Christianity has a uniquely high view of both singleness and marriage. But we lowly humans have a hard time with paradox. We tend to elevate one over the other.
Depending on where you stand, everyone around you might be obsessed with singleness or with marriage. Take a glance at our surrounding culture, for instance, and you’ll see a lot of disparagement toward marriage. The single life—the unencumbered, free-to-be-me life—is better.
But glance at church culture, and you’re likely to see an obsession with marriage. Marriage is the goal. It’s the gold standard. It’s varsity. People in the church are constantly trying to “fix” their single friends by playing matchmaker. It’s no wonder why so many singles in the church feel marginalized.
Both the marriage-disparaging and the marriage-obsessed crowds are tempted to believe in something I call the “eharmony myth.” It’s the idea that once you find that perfect person, you’ll find ultimate happiness.

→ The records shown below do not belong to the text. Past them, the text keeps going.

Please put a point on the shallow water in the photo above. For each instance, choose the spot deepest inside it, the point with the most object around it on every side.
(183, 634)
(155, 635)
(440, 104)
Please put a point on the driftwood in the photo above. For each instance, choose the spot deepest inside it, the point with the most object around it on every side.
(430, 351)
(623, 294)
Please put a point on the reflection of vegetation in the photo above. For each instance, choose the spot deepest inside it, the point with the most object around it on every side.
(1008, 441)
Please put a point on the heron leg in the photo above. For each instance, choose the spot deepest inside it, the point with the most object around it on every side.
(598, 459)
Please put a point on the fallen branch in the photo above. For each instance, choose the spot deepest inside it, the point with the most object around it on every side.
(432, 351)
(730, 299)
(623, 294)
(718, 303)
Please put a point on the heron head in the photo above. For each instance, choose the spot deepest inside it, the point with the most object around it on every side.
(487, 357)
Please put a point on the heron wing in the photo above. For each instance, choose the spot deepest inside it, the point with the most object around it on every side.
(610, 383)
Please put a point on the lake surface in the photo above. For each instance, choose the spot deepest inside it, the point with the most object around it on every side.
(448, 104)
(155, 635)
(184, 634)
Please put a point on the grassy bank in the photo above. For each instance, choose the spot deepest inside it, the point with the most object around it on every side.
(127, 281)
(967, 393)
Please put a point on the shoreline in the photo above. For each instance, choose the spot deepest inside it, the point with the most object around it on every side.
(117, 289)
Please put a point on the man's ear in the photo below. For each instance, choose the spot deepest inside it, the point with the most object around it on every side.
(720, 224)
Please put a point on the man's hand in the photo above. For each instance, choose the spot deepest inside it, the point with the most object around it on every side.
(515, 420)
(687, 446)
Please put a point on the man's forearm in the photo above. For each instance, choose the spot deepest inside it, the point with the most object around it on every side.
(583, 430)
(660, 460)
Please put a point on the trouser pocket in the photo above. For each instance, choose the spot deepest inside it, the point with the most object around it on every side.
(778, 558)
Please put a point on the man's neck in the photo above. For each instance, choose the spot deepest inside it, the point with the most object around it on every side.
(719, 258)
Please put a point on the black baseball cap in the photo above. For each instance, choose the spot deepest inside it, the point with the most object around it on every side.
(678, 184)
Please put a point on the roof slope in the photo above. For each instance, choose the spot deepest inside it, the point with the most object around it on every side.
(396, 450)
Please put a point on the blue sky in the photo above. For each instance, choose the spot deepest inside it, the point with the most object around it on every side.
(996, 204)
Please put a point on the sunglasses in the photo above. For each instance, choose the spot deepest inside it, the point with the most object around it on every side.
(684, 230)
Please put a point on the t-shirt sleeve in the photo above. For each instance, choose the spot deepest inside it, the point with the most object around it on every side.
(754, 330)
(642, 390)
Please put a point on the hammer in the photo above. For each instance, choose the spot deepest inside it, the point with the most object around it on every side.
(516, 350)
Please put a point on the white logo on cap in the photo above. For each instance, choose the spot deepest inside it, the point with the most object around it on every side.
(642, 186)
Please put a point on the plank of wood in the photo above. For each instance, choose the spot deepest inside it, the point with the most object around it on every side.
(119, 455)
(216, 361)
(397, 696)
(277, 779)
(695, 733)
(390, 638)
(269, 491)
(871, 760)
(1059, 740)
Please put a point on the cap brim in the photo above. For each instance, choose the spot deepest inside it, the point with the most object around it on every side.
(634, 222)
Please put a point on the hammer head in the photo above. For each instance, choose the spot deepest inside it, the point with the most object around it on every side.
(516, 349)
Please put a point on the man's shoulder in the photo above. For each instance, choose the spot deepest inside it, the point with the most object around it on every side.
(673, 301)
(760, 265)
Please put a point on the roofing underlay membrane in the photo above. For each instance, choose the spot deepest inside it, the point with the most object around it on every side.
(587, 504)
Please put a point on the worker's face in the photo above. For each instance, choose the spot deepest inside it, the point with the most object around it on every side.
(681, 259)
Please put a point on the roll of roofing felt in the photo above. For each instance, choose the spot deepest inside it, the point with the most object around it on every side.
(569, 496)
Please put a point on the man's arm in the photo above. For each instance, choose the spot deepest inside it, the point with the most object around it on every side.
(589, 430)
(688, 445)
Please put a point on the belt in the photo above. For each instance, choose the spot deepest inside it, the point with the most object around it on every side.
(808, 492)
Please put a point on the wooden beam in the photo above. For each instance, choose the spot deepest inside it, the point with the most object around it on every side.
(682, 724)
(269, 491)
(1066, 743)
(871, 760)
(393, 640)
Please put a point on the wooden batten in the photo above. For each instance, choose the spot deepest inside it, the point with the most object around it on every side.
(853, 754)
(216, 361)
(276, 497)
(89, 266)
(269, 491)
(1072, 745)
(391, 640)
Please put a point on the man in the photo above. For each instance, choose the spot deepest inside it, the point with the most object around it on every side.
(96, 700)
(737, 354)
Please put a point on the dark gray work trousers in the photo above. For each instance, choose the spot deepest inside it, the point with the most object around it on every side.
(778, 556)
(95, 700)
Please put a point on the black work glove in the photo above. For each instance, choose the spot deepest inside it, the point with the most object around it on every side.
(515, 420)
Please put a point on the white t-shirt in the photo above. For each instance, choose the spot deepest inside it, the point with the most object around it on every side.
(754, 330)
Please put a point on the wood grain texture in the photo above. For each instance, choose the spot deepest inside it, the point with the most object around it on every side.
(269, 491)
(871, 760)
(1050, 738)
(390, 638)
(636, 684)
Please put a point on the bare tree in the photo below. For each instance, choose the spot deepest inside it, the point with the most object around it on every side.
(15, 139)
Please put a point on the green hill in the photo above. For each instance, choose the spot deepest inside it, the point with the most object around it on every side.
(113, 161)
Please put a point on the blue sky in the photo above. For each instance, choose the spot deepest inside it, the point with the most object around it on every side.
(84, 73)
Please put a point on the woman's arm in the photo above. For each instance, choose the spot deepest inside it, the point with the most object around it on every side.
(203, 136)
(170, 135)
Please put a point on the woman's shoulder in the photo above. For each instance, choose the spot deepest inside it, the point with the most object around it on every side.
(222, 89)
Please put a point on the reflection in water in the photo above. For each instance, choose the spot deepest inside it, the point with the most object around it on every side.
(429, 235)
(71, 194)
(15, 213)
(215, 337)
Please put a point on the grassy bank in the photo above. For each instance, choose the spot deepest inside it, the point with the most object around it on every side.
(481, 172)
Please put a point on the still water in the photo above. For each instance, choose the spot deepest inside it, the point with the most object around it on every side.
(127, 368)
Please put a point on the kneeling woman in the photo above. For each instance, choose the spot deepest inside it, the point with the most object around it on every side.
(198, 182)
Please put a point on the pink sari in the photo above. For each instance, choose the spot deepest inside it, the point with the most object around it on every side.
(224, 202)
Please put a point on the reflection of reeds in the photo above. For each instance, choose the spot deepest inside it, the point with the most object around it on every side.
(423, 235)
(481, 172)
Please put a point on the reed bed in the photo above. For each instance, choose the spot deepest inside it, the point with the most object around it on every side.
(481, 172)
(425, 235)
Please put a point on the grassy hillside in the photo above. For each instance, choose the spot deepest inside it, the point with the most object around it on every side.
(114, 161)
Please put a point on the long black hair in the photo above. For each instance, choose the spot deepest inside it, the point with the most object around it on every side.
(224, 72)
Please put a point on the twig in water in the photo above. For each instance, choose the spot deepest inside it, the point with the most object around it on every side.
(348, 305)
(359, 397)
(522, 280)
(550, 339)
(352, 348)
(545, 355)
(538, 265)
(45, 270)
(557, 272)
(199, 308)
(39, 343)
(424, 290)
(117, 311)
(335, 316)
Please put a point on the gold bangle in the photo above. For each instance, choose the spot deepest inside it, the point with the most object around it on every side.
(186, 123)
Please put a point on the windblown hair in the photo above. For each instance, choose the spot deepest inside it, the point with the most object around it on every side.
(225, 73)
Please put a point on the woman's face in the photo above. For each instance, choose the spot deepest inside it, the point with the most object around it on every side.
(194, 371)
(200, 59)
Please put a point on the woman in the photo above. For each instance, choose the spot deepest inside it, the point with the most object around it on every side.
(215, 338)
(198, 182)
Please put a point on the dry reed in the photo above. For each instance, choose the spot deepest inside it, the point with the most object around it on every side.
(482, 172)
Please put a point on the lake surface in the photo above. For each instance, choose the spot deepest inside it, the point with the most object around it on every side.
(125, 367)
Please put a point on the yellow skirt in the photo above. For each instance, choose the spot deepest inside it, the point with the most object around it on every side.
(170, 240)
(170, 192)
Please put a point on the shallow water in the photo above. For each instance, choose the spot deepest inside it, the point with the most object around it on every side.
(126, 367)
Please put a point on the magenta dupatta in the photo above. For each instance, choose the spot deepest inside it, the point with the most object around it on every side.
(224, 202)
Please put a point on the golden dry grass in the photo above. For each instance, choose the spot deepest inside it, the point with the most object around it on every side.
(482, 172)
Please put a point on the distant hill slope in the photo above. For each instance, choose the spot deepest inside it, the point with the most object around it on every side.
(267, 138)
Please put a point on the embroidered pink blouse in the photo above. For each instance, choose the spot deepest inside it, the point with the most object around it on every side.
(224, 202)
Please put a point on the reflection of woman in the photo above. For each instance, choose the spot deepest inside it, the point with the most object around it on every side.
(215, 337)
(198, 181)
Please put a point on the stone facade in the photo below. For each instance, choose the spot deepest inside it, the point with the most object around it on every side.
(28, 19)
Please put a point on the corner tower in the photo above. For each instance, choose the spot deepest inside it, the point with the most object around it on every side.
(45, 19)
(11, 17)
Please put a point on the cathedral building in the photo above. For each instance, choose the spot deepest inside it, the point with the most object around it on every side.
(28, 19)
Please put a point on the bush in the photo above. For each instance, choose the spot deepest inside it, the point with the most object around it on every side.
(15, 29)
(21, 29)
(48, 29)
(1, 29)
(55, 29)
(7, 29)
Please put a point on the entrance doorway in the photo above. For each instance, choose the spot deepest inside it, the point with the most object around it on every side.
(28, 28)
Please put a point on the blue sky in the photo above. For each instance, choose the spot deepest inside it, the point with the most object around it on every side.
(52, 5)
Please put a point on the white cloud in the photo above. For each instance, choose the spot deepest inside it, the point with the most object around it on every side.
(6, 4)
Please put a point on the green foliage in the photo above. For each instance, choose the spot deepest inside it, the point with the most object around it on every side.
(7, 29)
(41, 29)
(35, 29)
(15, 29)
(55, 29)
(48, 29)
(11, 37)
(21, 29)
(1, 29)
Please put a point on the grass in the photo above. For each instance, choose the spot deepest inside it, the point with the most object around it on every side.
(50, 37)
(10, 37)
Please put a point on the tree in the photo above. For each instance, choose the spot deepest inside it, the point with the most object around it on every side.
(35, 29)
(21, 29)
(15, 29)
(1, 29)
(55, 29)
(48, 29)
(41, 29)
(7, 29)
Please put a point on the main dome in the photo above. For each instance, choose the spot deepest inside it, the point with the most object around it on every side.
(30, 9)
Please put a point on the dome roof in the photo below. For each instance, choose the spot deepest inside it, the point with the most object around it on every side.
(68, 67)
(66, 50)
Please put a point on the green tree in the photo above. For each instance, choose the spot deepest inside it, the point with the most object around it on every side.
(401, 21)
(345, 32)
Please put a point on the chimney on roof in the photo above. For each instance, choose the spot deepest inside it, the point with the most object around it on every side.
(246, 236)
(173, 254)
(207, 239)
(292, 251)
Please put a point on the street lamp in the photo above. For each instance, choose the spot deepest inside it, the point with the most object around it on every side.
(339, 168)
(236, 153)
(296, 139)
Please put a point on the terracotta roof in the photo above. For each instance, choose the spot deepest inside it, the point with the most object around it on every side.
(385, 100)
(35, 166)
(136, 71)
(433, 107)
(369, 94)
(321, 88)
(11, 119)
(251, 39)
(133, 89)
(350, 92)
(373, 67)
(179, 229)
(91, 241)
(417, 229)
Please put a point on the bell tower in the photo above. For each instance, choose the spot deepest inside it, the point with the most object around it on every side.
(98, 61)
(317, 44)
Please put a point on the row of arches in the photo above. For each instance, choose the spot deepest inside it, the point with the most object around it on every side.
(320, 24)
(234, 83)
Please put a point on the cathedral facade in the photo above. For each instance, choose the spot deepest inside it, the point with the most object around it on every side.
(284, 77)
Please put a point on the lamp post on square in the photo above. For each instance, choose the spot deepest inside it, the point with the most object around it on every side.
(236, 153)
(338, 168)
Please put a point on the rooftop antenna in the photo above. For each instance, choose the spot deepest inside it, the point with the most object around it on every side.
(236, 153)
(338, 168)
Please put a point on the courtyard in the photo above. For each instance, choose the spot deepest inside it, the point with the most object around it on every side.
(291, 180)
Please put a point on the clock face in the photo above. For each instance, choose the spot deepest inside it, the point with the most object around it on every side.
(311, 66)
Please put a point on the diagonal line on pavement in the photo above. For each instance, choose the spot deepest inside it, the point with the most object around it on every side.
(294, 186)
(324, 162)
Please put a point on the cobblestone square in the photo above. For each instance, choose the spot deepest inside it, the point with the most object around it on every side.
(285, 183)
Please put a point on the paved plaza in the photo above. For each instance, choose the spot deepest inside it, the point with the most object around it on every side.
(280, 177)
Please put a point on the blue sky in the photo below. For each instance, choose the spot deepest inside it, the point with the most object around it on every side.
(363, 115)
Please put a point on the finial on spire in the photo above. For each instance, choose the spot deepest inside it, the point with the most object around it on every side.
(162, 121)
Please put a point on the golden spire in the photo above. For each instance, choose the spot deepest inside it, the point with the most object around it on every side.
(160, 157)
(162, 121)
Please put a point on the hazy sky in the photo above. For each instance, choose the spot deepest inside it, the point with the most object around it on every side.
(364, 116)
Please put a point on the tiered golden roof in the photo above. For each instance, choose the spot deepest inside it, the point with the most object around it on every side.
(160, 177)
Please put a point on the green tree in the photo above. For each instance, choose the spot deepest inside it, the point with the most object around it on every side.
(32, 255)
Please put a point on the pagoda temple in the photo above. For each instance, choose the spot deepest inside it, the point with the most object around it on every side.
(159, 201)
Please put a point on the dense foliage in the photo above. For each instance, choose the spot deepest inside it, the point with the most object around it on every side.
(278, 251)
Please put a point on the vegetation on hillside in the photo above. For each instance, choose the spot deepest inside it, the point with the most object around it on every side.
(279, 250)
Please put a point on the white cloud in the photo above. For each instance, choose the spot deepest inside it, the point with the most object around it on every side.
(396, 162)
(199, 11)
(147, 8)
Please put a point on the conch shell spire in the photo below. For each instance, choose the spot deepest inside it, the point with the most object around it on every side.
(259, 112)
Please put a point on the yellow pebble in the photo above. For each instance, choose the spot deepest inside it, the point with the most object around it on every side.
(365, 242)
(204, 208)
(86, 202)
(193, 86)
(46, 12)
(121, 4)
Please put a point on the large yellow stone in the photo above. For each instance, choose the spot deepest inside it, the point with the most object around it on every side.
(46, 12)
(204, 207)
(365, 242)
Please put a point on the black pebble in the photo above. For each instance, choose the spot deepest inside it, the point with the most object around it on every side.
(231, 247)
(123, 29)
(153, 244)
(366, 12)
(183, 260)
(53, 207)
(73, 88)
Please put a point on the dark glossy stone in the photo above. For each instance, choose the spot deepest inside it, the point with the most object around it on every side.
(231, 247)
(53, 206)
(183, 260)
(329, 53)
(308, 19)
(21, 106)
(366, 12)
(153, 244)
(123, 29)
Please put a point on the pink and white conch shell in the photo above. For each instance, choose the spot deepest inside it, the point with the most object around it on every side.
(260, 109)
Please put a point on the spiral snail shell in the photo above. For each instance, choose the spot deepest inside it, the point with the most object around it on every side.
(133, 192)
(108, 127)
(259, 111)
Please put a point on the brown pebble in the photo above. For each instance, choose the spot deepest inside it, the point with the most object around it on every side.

Now, there’s nothing wrong with eharmony, per se. My beef isn’t with the dating apps (not all of them, anyway) but with the myth that marriage leads to happiness. You know the famous scene from Jerry Maguire, right? “You complete me …” Well, it sounds romantic and wonderful. But that kind of pressure is too much for another human being.
The truth is that romance and marriage will never satisfy the deepest needs of your soul. The loneliness, insecurity, and boredom you experience as a single will not be remedied by marriage. Unhappy single people become unhappy married people.
Romance and marriage will never satisfy the deepest needs of your soul. The loneliness, insecurity, and boredom you experience as a single will not be remedied by marriage. Unhappy single people become unhappy married people.
And while we’re at it, let me let you in on a little secret: You always marry the wrong person.
First of all, the person you married is a sinner. The person you are so infatuated with was so bad that Jesus had to die for them. And pretty soon you’re going to figure that out, and it’s not going to be fun. If something in them was so messed up it took Jesus’ blood to fix it, you don’t think it might cause you some mild irritation?
Second, psychologists say that even in a lifelong, monogamous marriage, a person is married to at least five different people over a lifetime. People change! So even if you married the right person at the beginning, as time passes, they’ll change. And you will, too. So that right person suddenly becomes the wrong person. (Or maybe you become the wrong person!)
The eharmony myth—that happiness in marriage depends on finding the perfect person—isn’t just an annoying mistake. It’s damaging. It leads to terrible captivity and fear. Those who believe it are either terrified they will never find the right person, or (if they’re married) terrified that they married the wrong one.
It’s time we all ditch the eharmony myth.